The cell morphological change caused by physapubescin B occurred within 6 h. This rapid change promoted us to explore the underlying mechanisms by which physapubescin B induced cell death. p53 activation was detected with physapubescin B treatment (Fig. 5A). ROS were shown to be the upstream of p53 (Fig. 5C). We then introduced an isogenic pair of HCT116 colon cancer cell lines (tp53+/+ and tp53-/-) and found that cell death was largely attenuated in p53 KO cells (Fig. 5H), suggesting that physapubescin B-induced cell death was dependent on ROS-p53 axis. Physapubescin B has been shown to possess quinone reductase induction activities so that it can conjugate with intracellular GSH . This probably accounts for the dramatically elevated ROS caused by physapubescin B. Other withanolides possess an α, β-unsaturated ketone moiety in the A ring may have the similar biological activities. Ding et al. reported that physapubescin B induced ROS-triggered G2/M cell cycle arrest in PC3 cells and Du145 cells at a lower concentration . Given these evidence, we surmise that lower dose of physapubescin B induces G2/M cell cycle arrest mediated by Cdc25C degradation. But when oxidative stress is aggravated by higher dose of physapubescin B, apoptosis pathway would be triggered. ROS-p53 axis is likely to play a pivotal role in both of these two processes. And that's the main mechanism that physapubescin B can be anti-cancer. However, although less, PARP and caspase-3 cleavages were still observed in p53 KO cells (Fig. 5E). p53 can partially account for the apoptotic cell death. The exact mechanisms by which physapubescin B induces apoptosis remain to be further explored. This observation indicates a possibility that physapubescin B may also be effective in other human cancers which are p53 mutant.

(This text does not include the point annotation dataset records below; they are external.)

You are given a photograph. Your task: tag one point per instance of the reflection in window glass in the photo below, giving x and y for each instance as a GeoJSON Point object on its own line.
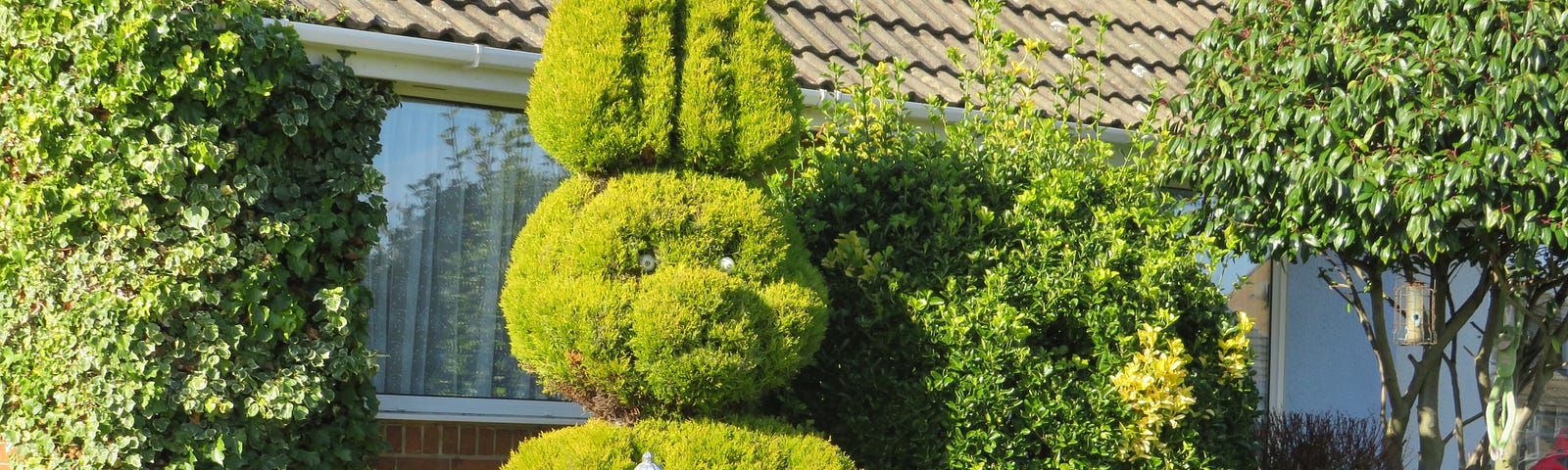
{"type": "Point", "coordinates": [460, 184]}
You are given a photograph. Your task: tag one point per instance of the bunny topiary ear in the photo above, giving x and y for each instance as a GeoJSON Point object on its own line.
{"type": "Point", "coordinates": [604, 96]}
{"type": "Point", "coordinates": [739, 102]}
{"type": "Point", "coordinates": [703, 85]}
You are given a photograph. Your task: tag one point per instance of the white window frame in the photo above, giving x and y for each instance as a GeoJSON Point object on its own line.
{"type": "Point", "coordinates": [462, 74]}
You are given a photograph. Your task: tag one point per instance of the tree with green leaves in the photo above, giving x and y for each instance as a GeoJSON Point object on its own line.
{"type": "Point", "coordinates": [1418, 138]}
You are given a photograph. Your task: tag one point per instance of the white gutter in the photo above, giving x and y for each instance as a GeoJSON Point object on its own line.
{"type": "Point", "coordinates": [817, 98]}
{"type": "Point", "coordinates": [474, 57]}
{"type": "Point", "coordinates": [467, 55]}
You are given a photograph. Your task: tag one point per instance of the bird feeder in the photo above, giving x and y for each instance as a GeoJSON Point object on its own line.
{"type": "Point", "coordinates": [1413, 303]}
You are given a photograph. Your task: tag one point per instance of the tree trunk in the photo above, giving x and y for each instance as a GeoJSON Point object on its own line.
{"type": "Point", "coordinates": [1395, 439]}
{"type": "Point", "coordinates": [1429, 423]}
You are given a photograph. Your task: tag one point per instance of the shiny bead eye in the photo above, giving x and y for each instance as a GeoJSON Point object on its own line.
{"type": "Point", "coordinates": [648, 262]}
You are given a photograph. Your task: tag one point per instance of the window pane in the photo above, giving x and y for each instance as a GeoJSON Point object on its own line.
{"type": "Point", "coordinates": [460, 185]}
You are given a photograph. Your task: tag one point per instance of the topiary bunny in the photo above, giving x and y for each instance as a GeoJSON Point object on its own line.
{"type": "Point", "coordinates": [655, 282]}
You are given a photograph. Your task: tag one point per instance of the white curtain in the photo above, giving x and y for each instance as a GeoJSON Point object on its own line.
{"type": "Point", "coordinates": [462, 182]}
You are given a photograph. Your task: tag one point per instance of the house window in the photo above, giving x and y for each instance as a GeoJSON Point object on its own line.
{"type": "Point", "coordinates": [460, 184]}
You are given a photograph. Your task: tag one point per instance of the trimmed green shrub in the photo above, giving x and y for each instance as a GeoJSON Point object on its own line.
{"type": "Point", "coordinates": [180, 223]}
{"type": "Point", "coordinates": [606, 91]}
{"type": "Point", "coordinates": [1011, 297]}
{"type": "Point", "coordinates": [618, 295]}
{"type": "Point", "coordinates": [659, 83]}
{"type": "Point", "coordinates": [686, 444]}
{"type": "Point", "coordinates": [739, 102]}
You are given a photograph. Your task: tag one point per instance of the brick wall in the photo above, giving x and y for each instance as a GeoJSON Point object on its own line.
{"type": "Point", "coordinates": [435, 446]}
{"type": "Point", "coordinates": [430, 446]}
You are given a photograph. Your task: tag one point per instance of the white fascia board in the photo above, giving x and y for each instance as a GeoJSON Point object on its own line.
{"type": "Point", "coordinates": [927, 114]}
{"type": "Point", "coordinates": [427, 68]}
{"type": "Point", "coordinates": [488, 75]}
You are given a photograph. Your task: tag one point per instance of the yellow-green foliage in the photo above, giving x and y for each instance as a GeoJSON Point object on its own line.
{"type": "Point", "coordinates": [606, 88]}
{"type": "Point", "coordinates": [661, 83]}
{"type": "Point", "coordinates": [686, 444]}
{"type": "Point", "coordinates": [739, 101]}
{"type": "Point", "coordinates": [1152, 384]}
{"type": "Point", "coordinates": [682, 337]}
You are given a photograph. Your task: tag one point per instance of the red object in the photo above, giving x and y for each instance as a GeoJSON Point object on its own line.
{"type": "Point", "coordinates": [1559, 458]}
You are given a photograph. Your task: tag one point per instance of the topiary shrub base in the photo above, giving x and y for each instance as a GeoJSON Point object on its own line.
{"type": "Point", "coordinates": [687, 444]}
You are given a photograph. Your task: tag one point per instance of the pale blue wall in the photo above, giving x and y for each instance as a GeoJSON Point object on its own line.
{"type": "Point", "coordinates": [1329, 364]}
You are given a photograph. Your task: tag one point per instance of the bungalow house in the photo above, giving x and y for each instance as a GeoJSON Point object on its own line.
{"type": "Point", "coordinates": [451, 392]}
{"type": "Point", "coordinates": [463, 176]}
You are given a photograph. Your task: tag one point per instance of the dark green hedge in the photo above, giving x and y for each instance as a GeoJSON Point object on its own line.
{"type": "Point", "coordinates": [736, 444]}
{"type": "Point", "coordinates": [180, 223]}
{"type": "Point", "coordinates": [1011, 295]}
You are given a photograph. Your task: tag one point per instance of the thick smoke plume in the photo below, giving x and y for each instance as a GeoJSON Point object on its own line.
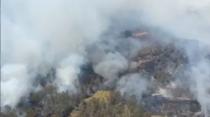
{"type": "Point", "coordinates": [38, 35]}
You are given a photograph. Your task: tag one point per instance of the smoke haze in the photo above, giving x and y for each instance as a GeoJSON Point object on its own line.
{"type": "Point", "coordinates": [42, 34]}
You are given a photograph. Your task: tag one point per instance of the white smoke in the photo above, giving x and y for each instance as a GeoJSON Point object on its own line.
{"type": "Point", "coordinates": [67, 73]}
{"type": "Point", "coordinates": [45, 32]}
{"type": "Point", "coordinates": [15, 83]}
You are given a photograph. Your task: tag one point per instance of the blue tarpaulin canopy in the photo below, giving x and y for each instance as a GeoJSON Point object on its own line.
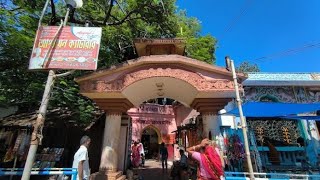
{"type": "Point", "coordinates": [271, 109]}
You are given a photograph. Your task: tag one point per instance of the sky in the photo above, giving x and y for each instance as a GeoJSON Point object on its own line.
{"type": "Point", "coordinates": [277, 35]}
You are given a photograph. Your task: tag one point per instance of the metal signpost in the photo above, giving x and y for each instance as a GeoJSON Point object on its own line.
{"type": "Point", "coordinates": [51, 52]}
{"type": "Point", "coordinates": [243, 121]}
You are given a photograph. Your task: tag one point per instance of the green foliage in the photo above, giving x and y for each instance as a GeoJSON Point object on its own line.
{"type": "Point", "coordinates": [122, 22]}
{"type": "Point", "coordinates": [246, 67]}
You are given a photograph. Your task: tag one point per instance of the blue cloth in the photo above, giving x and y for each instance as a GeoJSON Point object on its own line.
{"type": "Point", "coordinates": [271, 109]}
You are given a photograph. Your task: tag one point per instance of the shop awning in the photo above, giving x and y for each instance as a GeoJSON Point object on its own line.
{"type": "Point", "coordinates": [315, 118]}
{"type": "Point", "coordinates": [267, 109]}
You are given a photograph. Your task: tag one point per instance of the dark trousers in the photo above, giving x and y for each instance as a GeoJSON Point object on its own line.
{"type": "Point", "coordinates": [164, 161]}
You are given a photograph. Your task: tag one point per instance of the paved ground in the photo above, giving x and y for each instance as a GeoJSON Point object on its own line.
{"type": "Point", "coordinates": [153, 171]}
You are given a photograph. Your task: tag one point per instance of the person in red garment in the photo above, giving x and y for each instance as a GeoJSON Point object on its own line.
{"type": "Point", "coordinates": [135, 154]}
{"type": "Point", "coordinates": [210, 166]}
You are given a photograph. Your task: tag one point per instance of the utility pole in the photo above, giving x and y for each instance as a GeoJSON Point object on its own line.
{"type": "Point", "coordinates": [243, 121]}
{"type": "Point", "coordinates": [36, 136]}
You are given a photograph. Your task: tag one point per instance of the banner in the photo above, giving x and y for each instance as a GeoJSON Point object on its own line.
{"type": "Point", "coordinates": [71, 48]}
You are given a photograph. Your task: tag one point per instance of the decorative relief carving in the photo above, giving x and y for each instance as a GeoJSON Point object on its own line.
{"type": "Point", "coordinates": [192, 78]}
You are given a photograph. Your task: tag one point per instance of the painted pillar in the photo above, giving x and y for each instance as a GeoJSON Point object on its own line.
{"type": "Point", "coordinates": [111, 137]}
{"type": "Point", "coordinates": [210, 123]}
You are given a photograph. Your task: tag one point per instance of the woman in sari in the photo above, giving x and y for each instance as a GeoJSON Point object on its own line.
{"type": "Point", "coordinates": [210, 166]}
{"type": "Point", "coordinates": [135, 154]}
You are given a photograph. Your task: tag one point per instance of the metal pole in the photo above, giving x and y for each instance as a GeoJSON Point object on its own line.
{"type": "Point", "coordinates": [37, 128]}
{"type": "Point", "coordinates": [243, 121]}
{"type": "Point", "coordinates": [36, 136]}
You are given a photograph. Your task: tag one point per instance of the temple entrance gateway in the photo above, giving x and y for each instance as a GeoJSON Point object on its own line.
{"type": "Point", "coordinates": [197, 85]}
{"type": "Point", "coordinates": [149, 139]}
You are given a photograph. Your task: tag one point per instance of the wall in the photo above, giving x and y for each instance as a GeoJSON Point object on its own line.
{"type": "Point", "coordinates": [161, 118]}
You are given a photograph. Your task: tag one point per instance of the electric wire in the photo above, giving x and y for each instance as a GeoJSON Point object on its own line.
{"type": "Point", "coordinates": [286, 52]}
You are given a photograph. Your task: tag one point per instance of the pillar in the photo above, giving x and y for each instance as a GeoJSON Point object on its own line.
{"type": "Point", "coordinates": [110, 148]}
{"type": "Point", "coordinates": [210, 123]}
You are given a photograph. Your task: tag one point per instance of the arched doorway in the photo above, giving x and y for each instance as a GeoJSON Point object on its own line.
{"type": "Point", "coordinates": [203, 87]}
{"type": "Point", "coordinates": [150, 139]}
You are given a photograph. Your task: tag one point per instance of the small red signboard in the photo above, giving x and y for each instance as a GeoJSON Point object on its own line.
{"type": "Point", "coordinates": [74, 48]}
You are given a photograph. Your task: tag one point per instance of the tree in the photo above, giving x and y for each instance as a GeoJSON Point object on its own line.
{"type": "Point", "coordinates": [246, 67]}
{"type": "Point", "coordinates": [122, 21]}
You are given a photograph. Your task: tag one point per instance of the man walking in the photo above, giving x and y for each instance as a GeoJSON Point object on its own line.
{"type": "Point", "coordinates": [81, 159]}
{"type": "Point", "coordinates": [164, 156]}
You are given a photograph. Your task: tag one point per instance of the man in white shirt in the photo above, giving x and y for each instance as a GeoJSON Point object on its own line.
{"type": "Point", "coordinates": [81, 159]}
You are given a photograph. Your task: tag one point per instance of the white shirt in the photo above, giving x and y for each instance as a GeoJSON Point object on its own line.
{"type": "Point", "coordinates": [141, 149]}
{"type": "Point", "coordinates": [82, 155]}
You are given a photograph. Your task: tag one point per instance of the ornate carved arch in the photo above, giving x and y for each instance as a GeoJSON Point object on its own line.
{"type": "Point", "coordinates": [195, 79]}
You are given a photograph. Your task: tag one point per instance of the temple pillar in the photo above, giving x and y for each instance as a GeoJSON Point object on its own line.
{"type": "Point", "coordinates": [211, 124]}
{"type": "Point", "coordinates": [110, 148]}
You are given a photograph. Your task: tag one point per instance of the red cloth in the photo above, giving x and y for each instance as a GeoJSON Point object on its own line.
{"type": "Point", "coordinates": [136, 155]}
{"type": "Point", "coordinates": [212, 163]}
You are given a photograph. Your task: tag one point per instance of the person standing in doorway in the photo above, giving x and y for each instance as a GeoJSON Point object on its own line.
{"type": "Point", "coordinates": [81, 159]}
{"type": "Point", "coordinates": [210, 166]}
{"type": "Point", "coordinates": [135, 155]}
{"type": "Point", "coordinates": [164, 156]}
{"type": "Point", "coordinates": [141, 150]}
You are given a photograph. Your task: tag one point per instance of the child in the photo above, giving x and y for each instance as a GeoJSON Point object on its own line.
{"type": "Point", "coordinates": [142, 159]}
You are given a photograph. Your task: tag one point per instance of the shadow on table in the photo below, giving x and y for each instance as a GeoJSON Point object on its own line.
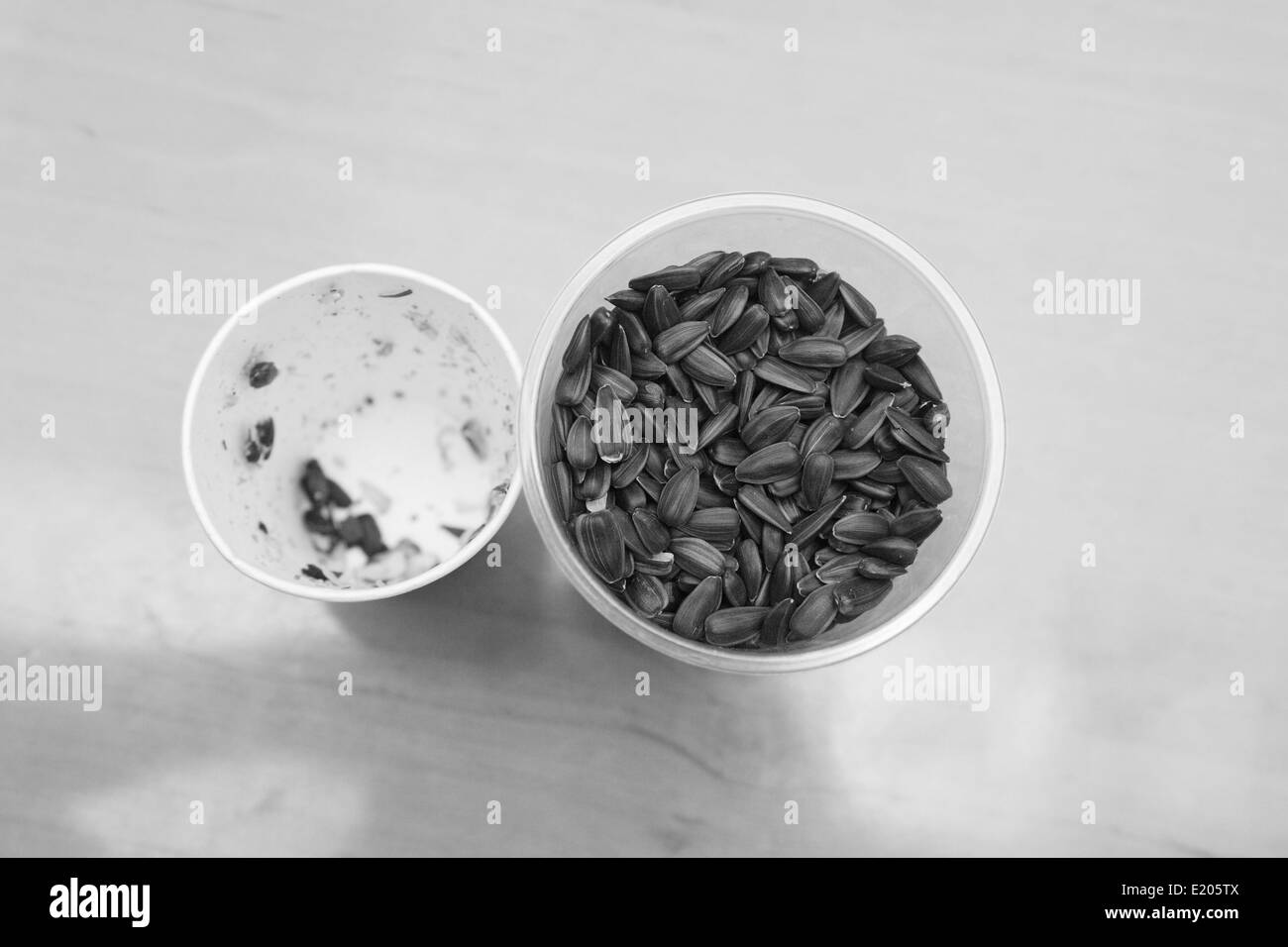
{"type": "Point", "coordinates": [505, 617]}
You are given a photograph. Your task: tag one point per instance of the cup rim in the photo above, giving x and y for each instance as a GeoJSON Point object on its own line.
{"type": "Point", "coordinates": [322, 592]}
{"type": "Point", "coordinates": [699, 654]}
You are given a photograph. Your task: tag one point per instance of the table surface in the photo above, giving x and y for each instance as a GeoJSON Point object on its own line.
{"type": "Point", "coordinates": [1108, 684]}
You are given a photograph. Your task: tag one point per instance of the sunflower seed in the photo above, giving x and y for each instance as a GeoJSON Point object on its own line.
{"type": "Point", "coordinates": [728, 309]}
{"type": "Point", "coordinates": [572, 385]}
{"type": "Point", "coordinates": [815, 478]}
{"type": "Point", "coordinates": [679, 497]}
{"type": "Point", "coordinates": [716, 525]}
{"type": "Point", "coordinates": [745, 330]}
{"type": "Point", "coordinates": [917, 525]}
{"type": "Point", "coordinates": [814, 352]}
{"type": "Point", "coordinates": [725, 269]}
{"type": "Point", "coordinates": [769, 464]}
{"type": "Point", "coordinates": [892, 350]}
{"type": "Point", "coordinates": [857, 595]}
{"type": "Point", "coordinates": [601, 545]}
{"type": "Point", "coordinates": [732, 626]}
{"type": "Point", "coordinates": [579, 347]}
{"type": "Point", "coordinates": [896, 549]}
{"type": "Point", "coordinates": [673, 279]}
{"type": "Point", "coordinates": [697, 557]}
{"type": "Point", "coordinates": [927, 478]}
{"type": "Point", "coordinates": [755, 500]}
{"type": "Point", "coordinates": [815, 615]}
{"type": "Point", "coordinates": [621, 384]}
{"type": "Point", "coordinates": [706, 364]}
{"type": "Point", "coordinates": [857, 304]}
{"type": "Point", "coordinates": [822, 437]}
{"type": "Point", "coordinates": [853, 466]}
{"type": "Point", "coordinates": [675, 342]}
{"type": "Point", "coordinates": [885, 377]}
{"type": "Point", "coordinates": [630, 300]}
{"type": "Point", "coordinates": [859, 339]}
{"type": "Point", "coordinates": [769, 427]}
{"type": "Point", "coordinates": [697, 607]}
{"type": "Point", "coordinates": [919, 377]}
{"type": "Point", "coordinates": [859, 528]}
{"type": "Point", "coordinates": [778, 372]}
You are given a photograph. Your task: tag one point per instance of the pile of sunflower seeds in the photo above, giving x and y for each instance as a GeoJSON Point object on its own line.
{"type": "Point", "coordinates": [819, 463]}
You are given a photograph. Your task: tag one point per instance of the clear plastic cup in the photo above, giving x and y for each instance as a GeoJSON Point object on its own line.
{"type": "Point", "coordinates": [912, 298]}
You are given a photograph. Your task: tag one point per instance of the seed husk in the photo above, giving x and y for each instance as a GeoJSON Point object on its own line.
{"type": "Point", "coordinates": [897, 549]}
{"type": "Point", "coordinates": [823, 290]}
{"type": "Point", "coordinates": [892, 350]}
{"type": "Point", "coordinates": [706, 364]}
{"type": "Point", "coordinates": [679, 497]}
{"type": "Point", "coordinates": [673, 279]}
{"type": "Point", "coordinates": [859, 339]}
{"type": "Point", "coordinates": [814, 352]}
{"type": "Point", "coordinates": [815, 615]}
{"type": "Point", "coordinates": [857, 595]}
{"type": "Point", "coordinates": [773, 292]}
{"type": "Point", "coordinates": [885, 377]}
{"type": "Point", "coordinates": [822, 437]}
{"type": "Point", "coordinates": [601, 545]}
{"type": "Point", "coordinates": [778, 372]}
{"type": "Point", "coordinates": [754, 499]}
{"type": "Point", "coordinates": [660, 311]}
{"type": "Point", "coordinates": [859, 528]}
{"type": "Point", "coordinates": [728, 309]}
{"type": "Point", "coordinates": [725, 269]}
{"type": "Point", "coordinates": [848, 388]}
{"type": "Point", "coordinates": [815, 478]}
{"type": "Point", "coordinates": [580, 344]}
{"type": "Point", "coordinates": [745, 330]}
{"type": "Point", "coordinates": [769, 427]}
{"type": "Point", "coordinates": [675, 342]}
{"type": "Point", "coordinates": [645, 594]}
{"type": "Point", "coordinates": [581, 451]}
{"type": "Point", "coordinates": [917, 525]}
{"type": "Point", "coordinates": [927, 478]}
{"type": "Point", "coordinates": [807, 527]}
{"type": "Point", "coordinates": [572, 385]}
{"type": "Point", "coordinates": [854, 466]}
{"type": "Point", "coordinates": [857, 304]}
{"type": "Point", "coordinates": [732, 626]}
{"type": "Point", "coordinates": [697, 557]}
{"type": "Point", "coordinates": [769, 464]}
{"type": "Point", "coordinates": [716, 525]}
{"type": "Point", "coordinates": [629, 300]}
{"type": "Point", "coordinates": [697, 605]}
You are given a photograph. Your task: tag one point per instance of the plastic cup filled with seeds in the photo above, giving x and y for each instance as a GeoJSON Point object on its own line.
{"type": "Point", "coordinates": [349, 434]}
{"type": "Point", "coordinates": [761, 433]}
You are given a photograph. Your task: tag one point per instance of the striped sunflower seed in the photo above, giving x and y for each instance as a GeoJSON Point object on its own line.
{"type": "Point", "coordinates": [769, 464]}
{"type": "Point", "coordinates": [697, 607]}
{"type": "Point", "coordinates": [927, 478]}
{"type": "Point", "coordinates": [697, 557]}
{"type": "Point", "coordinates": [814, 352]}
{"type": "Point", "coordinates": [679, 497]}
{"type": "Point", "coordinates": [707, 365]}
{"type": "Point", "coordinates": [601, 545]}
{"type": "Point", "coordinates": [673, 279]}
{"type": "Point", "coordinates": [732, 626]}
{"type": "Point", "coordinates": [815, 615]}
{"type": "Point", "coordinates": [675, 342]}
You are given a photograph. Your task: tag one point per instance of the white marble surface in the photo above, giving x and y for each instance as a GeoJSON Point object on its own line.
{"type": "Point", "coordinates": [507, 169]}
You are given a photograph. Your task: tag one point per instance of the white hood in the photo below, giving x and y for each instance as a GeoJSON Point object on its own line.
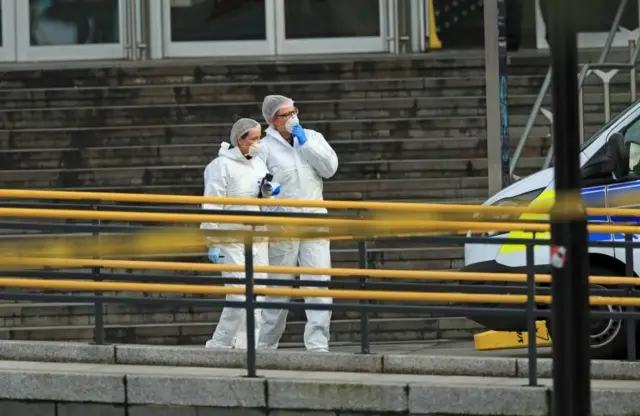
{"type": "Point", "coordinates": [232, 153]}
{"type": "Point", "coordinates": [530, 183]}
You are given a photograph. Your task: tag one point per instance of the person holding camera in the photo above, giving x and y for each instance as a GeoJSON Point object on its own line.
{"type": "Point", "coordinates": [236, 173]}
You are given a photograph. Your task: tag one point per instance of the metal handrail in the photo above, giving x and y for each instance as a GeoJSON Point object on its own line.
{"type": "Point", "coordinates": [582, 76]}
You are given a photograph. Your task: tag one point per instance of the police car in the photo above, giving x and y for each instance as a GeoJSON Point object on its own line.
{"type": "Point", "coordinates": [611, 175]}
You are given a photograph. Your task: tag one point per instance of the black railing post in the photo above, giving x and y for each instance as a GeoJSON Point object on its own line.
{"type": "Point", "coordinates": [250, 307]}
{"type": "Point", "coordinates": [98, 308]}
{"type": "Point", "coordinates": [531, 314]}
{"type": "Point", "coordinates": [631, 322]}
{"type": "Point", "coordinates": [364, 315]}
{"type": "Point", "coordinates": [569, 253]}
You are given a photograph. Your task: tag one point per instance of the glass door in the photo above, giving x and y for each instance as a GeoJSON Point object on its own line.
{"type": "Point", "coordinates": [7, 31]}
{"type": "Point", "coordinates": [70, 29]}
{"type": "Point", "coordinates": [594, 22]}
{"type": "Point", "coordinates": [218, 28]}
{"type": "Point", "coordinates": [330, 26]}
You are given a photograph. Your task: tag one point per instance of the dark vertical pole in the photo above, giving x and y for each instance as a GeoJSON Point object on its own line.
{"type": "Point", "coordinates": [531, 314]}
{"type": "Point", "coordinates": [250, 308]}
{"type": "Point", "coordinates": [98, 307]}
{"type": "Point", "coordinates": [502, 92]}
{"type": "Point", "coordinates": [570, 286]}
{"type": "Point", "coordinates": [631, 322]}
{"type": "Point", "coordinates": [364, 316]}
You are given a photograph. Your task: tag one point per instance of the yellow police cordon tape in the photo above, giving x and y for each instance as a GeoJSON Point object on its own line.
{"type": "Point", "coordinates": [507, 340]}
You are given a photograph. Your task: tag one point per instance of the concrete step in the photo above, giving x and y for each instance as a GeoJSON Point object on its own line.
{"type": "Point", "coordinates": [234, 92]}
{"type": "Point", "coordinates": [103, 116]}
{"type": "Point", "coordinates": [34, 314]}
{"type": "Point", "coordinates": [189, 72]}
{"type": "Point", "coordinates": [122, 156]}
{"type": "Point", "coordinates": [192, 174]}
{"type": "Point", "coordinates": [198, 333]}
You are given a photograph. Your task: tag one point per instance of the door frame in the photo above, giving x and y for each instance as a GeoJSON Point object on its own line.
{"type": "Point", "coordinates": [172, 49]}
{"type": "Point", "coordinates": [371, 44]}
{"type": "Point", "coordinates": [26, 52]}
{"type": "Point", "coordinates": [8, 47]}
{"type": "Point", "coordinates": [588, 39]}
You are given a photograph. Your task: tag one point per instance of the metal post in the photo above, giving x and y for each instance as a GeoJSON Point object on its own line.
{"type": "Point", "coordinates": [364, 316]}
{"type": "Point", "coordinates": [250, 308]}
{"type": "Point", "coordinates": [531, 315]}
{"type": "Point", "coordinates": [631, 322]}
{"type": "Point", "coordinates": [570, 306]}
{"type": "Point", "coordinates": [495, 54]}
{"type": "Point", "coordinates": [98, 307]}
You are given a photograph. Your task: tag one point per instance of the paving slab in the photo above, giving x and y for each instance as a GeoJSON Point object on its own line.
{"type": "Point", "coordinates": [304, 392]}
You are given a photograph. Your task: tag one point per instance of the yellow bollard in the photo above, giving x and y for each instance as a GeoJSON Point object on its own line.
{"type": "Point", "coordinates": [507, 340]}
{"type": "Point", "coordinates": [434, 41]}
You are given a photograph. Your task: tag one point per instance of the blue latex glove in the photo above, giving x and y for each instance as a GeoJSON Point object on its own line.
{"type": "Point", "coordinates": [214, 254]}
{"type": "Point", "coordinates": [298, 133]}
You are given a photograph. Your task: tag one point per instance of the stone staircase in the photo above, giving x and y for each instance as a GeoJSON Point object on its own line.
{"type": "Point", "coordinates": [404, 129]}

In the last part, we provided the evidence showing that physapubescin B-induced autophagy acted as a protective role based on the observations that either autophagy inhibitor CQ treatment or knockdown of Atg7 was able to exacerbate physapubescin B-mediated cell death (Fig. 6). Accumulated ROS are able to trigger autophagy pathway which, in turn, eliminates excessive ROS to maintain cellular homeostasis. This probably indicates a self-protective feedback loop for tumor cells. Recently, autophagy inhibitors such as CQ have been subjected to clinical trials as chemoradiotherapeutic sensitizers . Our convincing evidence also points out that the anti-cancer potential of physapubescin B can be enhanced when combined with autophagy inhibitors.
In summary, we report that physapubescin B, a natural product from fruit, induces cancer cell death mediated by ROS. At the same time, the increased ROS induce autophagy via mTORC1 inhibition, which promotes cancer cell survival. Thus the combination of physapubescin B with autophagy inhibitors would be a promising strategy for cancer therapy.
No potential conflicts of interest were disclosed.
We would like to express our heartfelt gratitude to Dr. N Mizushima (University of Tokyo, Japan) for providing the HeLa cells stably expressing GFP-LC3 and Dr. Bert Vogelstein (Johns Hopkins University, USA) for providing an isogenic pair of HCT116 colon cancer cell lines (tp53+/+ and tp53-/-). This work was supported by the National Natural Science Foundation of China [grant numbers 31471297, 81302455].